My oldest is 16 and doesn't even like the idea of tampons, prefers pads. But if she wanted to use a diva cup (she knows I use one) that would be fine. But not at school.

Kids in jr high and high school have so little time between classes it's often impossible to go to their locker between classes, let alone to try to deal with a cup in the girls bathroom. It could potentially be very embarrassing if it spills or if someone sees it while she was rinsing it....that kind of thing. And it's important to have very clean hands when inserting it, etc. So I'd advise caution in where/when she might choose to use it, especially for the first few months when she's just getting used to it.


----------



## Ruthla (Jun 2, 2004)

I would ask her, and get her one if she wanted one (but I'd also make sure to have pads available for backup just in case she had trouble with it or decided she didn't like it.)

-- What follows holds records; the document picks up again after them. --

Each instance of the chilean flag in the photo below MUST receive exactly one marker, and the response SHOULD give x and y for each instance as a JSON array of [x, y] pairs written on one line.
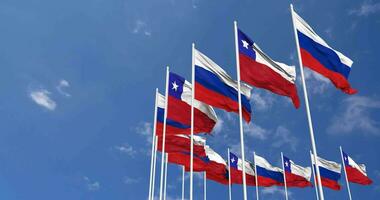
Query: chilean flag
[[172, 127], [329, 171], [236, 171], [216, 168], [295, 175], [216, 88], [179, 107], [355, 173], [320, 57], [267, 175], [181, 143], [258, 69]]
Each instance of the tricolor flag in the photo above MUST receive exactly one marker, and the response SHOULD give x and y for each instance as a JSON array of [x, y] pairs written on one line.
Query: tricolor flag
[[215, 87], [317, 55], [259, 70], [355, 173], [179, 106], [181, 143], [296, 176], [329, 171], [236, 171], [267, 175], [216, 168]]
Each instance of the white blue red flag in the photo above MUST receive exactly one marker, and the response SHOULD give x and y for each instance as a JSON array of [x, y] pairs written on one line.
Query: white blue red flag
[[355, 173], [330, 172], [215, 87], [179, 106], [317, 55], [236, 171], [267, 175], [296, 176], [259, 70]]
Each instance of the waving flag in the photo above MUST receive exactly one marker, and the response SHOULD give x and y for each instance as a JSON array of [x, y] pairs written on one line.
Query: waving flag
[[179, 106], [236, 167], [296, 176], [321, 58], [329, 171], [258, 69], [172, 127], [267, 175], [355, 173], [181, 143], [216, 88]]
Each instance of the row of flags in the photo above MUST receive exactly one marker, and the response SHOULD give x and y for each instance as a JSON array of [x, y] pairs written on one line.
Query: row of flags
[[214, 87]]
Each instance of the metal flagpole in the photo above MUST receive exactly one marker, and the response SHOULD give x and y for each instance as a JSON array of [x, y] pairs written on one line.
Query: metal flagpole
[[204, 186], [183, 182], [314, 148], [283, 171], [315, 179], [240, 110], [192, 121], [154, 164], [256, 178], [153, 146], [164, 133], [229, 175], [166, 174], [345, 173]]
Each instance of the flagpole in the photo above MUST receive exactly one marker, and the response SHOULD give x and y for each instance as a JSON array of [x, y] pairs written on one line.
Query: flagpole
[[283, 171], [183, 182], [164, 132], [154, 165], [153, 146], [240, 110], [256, 178], [229, 174], [166, 174], [192, 121], [204, 186], [345, 173], [314, 148], [315, 179]]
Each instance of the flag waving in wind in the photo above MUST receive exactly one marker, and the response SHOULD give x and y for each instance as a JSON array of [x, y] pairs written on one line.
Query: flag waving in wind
[[355, 173], [216, 88], [259, 70], [317, 55]]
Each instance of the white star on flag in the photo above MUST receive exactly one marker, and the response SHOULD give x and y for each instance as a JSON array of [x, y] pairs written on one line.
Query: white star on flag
[[245, 44], [175, 86]]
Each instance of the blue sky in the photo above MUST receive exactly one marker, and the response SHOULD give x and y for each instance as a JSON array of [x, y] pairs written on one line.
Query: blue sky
[[77, 88]]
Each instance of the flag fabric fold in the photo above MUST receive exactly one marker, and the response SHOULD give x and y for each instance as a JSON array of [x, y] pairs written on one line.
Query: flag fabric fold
[[317, 55], [268, 175], [236, 171], [355, 173], [330, 172], [259, 70], [296, 176], [215, 87]]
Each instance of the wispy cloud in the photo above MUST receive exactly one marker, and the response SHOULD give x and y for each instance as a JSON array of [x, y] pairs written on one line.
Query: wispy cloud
[[140, 27], [61, 86], [365, 9], [356, 115], [91, 185], [42, 98]]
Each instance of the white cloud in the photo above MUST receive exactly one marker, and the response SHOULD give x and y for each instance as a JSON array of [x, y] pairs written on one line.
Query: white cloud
[[41, 97], [256, 131], [60, 87], [365, 9], [283, 137], [91, 185], [356, 115]]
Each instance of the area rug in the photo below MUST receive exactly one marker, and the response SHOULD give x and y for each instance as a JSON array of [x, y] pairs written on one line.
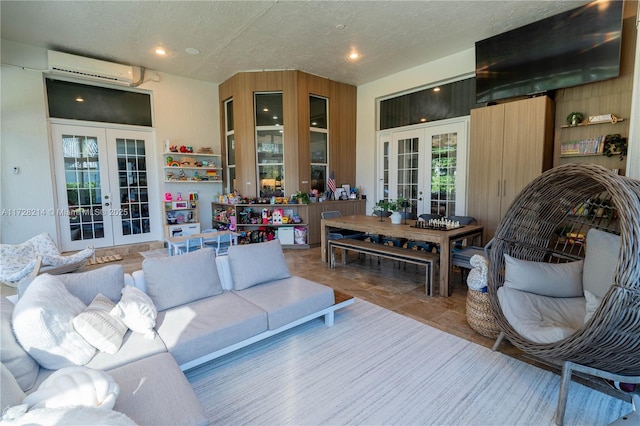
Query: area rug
[[376, 367]]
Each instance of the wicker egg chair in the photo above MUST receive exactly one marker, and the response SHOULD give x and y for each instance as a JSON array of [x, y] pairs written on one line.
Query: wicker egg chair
[[567, 201]]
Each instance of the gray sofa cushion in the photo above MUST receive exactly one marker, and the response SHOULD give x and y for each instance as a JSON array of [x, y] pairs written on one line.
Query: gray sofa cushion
[[13, 356], [154, 391], [600, 261], [545, 279], [542, 319], [177, 280], [108, 280], [204, 326], [244, 258], [134, 347], [289, 299]]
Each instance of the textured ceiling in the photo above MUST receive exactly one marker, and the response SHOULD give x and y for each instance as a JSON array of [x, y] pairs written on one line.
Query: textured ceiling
[[235, 36]]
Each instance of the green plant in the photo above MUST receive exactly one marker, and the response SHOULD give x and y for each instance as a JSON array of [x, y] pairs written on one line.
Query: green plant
[[391, 205], [575, 118], [615, 145]]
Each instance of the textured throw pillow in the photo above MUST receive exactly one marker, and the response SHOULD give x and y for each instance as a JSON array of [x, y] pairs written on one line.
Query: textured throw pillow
[[99, 327], [42, 323], [75, 387], [253, 264], [545, 279], [600, 261], [178, 280], [137, 311], [13, 356]]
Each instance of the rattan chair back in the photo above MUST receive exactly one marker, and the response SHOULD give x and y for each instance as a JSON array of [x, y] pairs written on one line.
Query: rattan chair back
[[546, 223]]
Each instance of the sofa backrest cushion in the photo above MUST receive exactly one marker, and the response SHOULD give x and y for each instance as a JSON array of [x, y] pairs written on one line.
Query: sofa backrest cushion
[[10, 390], [13, 356], [108, 280], [253, 264], [42, 322], [545, 279], [600, 261], [176, 280]]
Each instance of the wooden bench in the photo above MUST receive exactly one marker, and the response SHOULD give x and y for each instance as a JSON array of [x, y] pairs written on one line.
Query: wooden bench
[[388, 252]]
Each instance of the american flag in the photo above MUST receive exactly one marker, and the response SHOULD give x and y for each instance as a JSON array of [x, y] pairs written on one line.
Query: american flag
[[331, 183]]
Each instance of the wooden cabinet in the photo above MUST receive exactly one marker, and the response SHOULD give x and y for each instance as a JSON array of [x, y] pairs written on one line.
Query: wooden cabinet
[[510, 144]]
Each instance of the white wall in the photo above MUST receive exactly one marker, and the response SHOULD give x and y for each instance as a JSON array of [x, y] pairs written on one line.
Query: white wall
[[185, 111], [460, 65]]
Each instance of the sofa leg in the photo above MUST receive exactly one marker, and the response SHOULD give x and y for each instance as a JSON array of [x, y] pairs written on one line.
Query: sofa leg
[[329, 318]]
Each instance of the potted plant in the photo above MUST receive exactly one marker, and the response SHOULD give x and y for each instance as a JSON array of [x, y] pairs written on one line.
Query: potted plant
[[615, 145], [394, 206]]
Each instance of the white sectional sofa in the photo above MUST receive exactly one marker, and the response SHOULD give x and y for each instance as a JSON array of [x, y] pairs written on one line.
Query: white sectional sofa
[[181, 311]]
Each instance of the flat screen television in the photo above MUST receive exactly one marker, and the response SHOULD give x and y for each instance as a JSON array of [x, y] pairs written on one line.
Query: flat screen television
[[572, 48]]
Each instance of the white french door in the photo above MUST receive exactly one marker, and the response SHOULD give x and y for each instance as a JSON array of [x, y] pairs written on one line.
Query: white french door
[[102, 180], [426, 164]]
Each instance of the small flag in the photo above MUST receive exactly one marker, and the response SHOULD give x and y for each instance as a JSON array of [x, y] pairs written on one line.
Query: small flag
[[331, 183]]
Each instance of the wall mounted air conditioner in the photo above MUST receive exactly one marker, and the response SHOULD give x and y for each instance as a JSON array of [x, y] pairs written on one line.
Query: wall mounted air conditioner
[[89, 69]]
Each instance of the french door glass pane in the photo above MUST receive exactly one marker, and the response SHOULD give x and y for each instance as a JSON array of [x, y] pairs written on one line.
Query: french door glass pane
[[133, 189], [82, 178], [408, 153], [444, 149]]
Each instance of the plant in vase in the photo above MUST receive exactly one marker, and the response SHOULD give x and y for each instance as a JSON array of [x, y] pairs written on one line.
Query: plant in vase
[[394, 206]]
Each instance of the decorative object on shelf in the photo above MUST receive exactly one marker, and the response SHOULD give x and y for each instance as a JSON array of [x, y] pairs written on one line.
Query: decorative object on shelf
[[603, 118], [575, 118], [302, 198], [615, 144]]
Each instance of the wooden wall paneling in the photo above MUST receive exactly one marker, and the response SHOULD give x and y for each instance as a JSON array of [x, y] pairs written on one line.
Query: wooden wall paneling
[[304, 154], [342, 116], [291, 132]]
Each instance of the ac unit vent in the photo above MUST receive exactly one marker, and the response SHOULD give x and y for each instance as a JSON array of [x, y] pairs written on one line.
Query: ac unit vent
[[89, 69]]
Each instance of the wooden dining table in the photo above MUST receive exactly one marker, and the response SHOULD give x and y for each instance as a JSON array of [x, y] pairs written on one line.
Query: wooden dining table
[[374, 225]]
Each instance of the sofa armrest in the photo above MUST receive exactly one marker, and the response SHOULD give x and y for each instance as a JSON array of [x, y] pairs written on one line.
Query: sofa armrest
[[138, 280]]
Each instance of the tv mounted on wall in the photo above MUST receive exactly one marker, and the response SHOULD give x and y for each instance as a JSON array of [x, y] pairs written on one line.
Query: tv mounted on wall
[[572, 48]]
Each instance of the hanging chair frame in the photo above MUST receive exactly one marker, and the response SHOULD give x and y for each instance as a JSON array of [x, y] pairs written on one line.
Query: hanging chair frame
[[545, 223]]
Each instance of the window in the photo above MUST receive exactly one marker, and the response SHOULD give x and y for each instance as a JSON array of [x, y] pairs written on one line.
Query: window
[[231, 146], [319, 142], [269, 144]]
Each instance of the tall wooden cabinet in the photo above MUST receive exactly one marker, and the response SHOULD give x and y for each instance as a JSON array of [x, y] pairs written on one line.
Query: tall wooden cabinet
[[510, 144]]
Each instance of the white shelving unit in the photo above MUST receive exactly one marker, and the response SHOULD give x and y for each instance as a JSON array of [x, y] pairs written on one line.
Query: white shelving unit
[[206, 169]]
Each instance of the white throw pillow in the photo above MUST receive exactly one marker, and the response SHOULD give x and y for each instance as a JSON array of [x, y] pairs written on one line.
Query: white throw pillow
[[545, 279], [74, 387], [592, 304], [99, 327], [43, 324], [137, 311]]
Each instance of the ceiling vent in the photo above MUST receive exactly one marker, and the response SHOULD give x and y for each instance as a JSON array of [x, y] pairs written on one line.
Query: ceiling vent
[[89, 69]]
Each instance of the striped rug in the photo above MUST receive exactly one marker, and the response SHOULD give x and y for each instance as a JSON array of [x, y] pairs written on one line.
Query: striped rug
[[376, 367]]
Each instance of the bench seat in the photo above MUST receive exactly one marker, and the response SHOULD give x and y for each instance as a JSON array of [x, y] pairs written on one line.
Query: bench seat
[[388, 252]]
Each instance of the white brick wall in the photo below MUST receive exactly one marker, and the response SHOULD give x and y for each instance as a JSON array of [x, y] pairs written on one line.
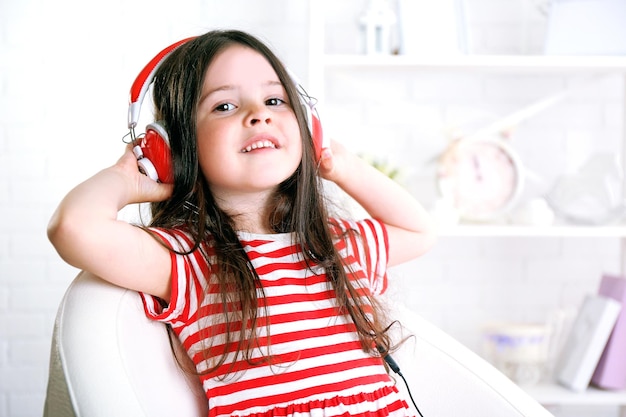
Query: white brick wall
[[65, 70]]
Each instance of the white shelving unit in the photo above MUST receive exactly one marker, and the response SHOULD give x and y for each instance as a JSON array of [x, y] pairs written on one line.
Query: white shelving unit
[[321, 63]]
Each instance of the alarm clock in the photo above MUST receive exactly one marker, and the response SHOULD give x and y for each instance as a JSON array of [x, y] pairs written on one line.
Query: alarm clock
[[481, 178]]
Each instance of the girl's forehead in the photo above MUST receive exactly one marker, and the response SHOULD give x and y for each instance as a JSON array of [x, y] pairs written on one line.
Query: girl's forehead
[[238, 64]]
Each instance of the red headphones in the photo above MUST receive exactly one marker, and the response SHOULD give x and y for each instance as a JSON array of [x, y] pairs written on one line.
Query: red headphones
[[153, 150]]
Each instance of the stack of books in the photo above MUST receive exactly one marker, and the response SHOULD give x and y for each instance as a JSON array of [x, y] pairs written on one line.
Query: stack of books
[[595, 350]]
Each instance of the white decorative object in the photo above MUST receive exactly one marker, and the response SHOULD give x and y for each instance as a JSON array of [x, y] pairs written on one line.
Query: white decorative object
[[520, 350], [535, 212], [586, 341], [430, 27], [378, 21]]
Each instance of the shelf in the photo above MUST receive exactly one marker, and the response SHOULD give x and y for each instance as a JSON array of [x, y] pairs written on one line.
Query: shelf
[[490, 230], [550, 394], [536, 63]]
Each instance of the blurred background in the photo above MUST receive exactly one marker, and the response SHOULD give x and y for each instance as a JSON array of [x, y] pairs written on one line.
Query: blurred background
[[398, 81]]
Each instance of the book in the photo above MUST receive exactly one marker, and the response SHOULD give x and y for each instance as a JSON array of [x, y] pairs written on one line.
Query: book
[[586, 341], [611, 370]]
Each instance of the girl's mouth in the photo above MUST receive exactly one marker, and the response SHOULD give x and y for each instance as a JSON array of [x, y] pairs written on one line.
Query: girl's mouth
[[259, 145]]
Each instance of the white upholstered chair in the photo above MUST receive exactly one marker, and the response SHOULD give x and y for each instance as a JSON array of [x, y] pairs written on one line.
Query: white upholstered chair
[[108, 359]]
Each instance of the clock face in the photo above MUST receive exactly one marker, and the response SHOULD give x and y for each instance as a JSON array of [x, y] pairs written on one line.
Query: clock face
[[481, 178]]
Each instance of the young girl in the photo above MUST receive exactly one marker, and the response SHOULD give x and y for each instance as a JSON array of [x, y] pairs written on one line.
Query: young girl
[[272, 299]]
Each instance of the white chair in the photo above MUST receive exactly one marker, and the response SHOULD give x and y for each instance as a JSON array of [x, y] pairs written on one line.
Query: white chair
[[108, 359]]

When I was a young teen, I used tampons with pantyliners. I still beleive tampons are way easier to insert than a menstrual cup!

I still need to talk to my oldest about menstrual options- I know I'd be most comfortable with her using cloth pads (I'd much rather wash them than deal with icky sposies in the bathroom trash can) but it's going to be 100% about what SHE'S most comfortable using. If she wants sposie pads or tampons, I'm buying the all natural, dioxin free kind.


----------



## applejuice (Oct 8, 2002)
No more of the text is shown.